He said the publication did not spare the Anambra State Government, as, according to him, it struggled to rope it in as an accomplice in the spurious conspiracy to cause trouble in the community and cause disharmony between the people of the community and Fulani herdsmen.
Siddiki said, ‘While one recognises the futility in engaging in bitter exchanges with people in whose locality one plies one’s legitimate trade (cattle rearing in this case), and where one seeks a conducive business environment, therefore, it is only proper that one cautiously responds to these diatribes and put a lie to the falsehood and bitterness the said publication harbours.
‘Fulani herders have been known to rear their livestock in Ayamelum Local Council where Ifite-Ogwari belongs. Recently however, our people started noticing a kind of resentment that informed the refusal of the locals to sell some items, even sachet water, to the herders. The leadership of the herders under the auspices of Miyetti Allah Cattle Breeders’ Association of Nigeria, South East Zone, intervened by engaging the leadership of the Council in an effort to renewing a harmonious relationship between the herders and their landlords. The hard negotiations were still on when we heard the news of Ifite-Ogwari people attacking herders, killing four and leading to the loss of 108 cows. Some herders who sustained various degrees of injuries have been treated,’ Siddiki said.
He said the development was duly reported to the police who waded in to ensure that the sense of insecurity did not escalate. He said that the police, having taken charge in the course of duty, made arrests and were carrying out their obligations of law keeping, independent of Miyetti’s passions.
‘It is therefore strange to see a group arrogate such influence as commissioning the police to do its bid to Miyetti. We cannot, and have no reason to interfere in police work. I want to reiterate the advocacy of Miyetti that criminals should not be spared, whosoever they may be. This is a mantra I have not ceased to profess and support. Crime and insecurity are detrimental to the business of herding. We therefore detest them and fully support their eradication. These malaises are harder on herders who are itinerants and therefore vulnerable.
‘There cannot be any denying the fact that criminals could be and are often found amongst herders.
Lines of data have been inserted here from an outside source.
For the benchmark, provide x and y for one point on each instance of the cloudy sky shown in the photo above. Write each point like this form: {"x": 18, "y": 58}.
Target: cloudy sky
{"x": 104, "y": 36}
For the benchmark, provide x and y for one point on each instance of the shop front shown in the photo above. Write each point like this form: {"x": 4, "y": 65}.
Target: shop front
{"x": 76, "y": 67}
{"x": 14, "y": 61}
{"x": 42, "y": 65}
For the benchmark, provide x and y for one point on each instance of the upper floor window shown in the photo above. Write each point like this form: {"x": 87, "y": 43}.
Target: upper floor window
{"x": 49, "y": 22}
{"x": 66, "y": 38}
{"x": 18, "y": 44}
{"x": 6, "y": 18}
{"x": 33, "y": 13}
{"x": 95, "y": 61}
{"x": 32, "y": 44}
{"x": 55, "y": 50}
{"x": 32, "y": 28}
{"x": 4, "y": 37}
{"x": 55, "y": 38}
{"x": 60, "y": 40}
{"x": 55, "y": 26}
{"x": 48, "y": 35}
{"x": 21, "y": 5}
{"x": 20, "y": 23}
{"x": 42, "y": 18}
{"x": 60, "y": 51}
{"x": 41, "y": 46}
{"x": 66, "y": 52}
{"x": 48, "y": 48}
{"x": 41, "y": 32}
We have always encouraged the authorities to apprehend such persons and subject them to the demands of the law. It is indeed the urge to help the authorities in tracking down such bad eggs in the fields of our business that Miyetti continues to engage the authorities for the necessary statutory mandate to collaborate with governments in screening and endorsing Miyetti franchised herders across the country. This will surely help in taming the fields out there,’ he said.
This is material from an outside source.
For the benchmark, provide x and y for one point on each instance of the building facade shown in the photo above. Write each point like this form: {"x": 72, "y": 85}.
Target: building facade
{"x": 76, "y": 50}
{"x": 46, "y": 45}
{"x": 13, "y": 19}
Siddiki however regretted that while his people had shown a huge sense of commitment to the subsisting compensation terms drawn up by the committee constituted by the governor’s authority, they had seen no reciprocation in compensation of losses they had incurred, both human and livestock.
‘The records of the compensations we have paid are there, just as those of our many losses for which compensations are eagerly awaited are readily available,’ Siddiki said.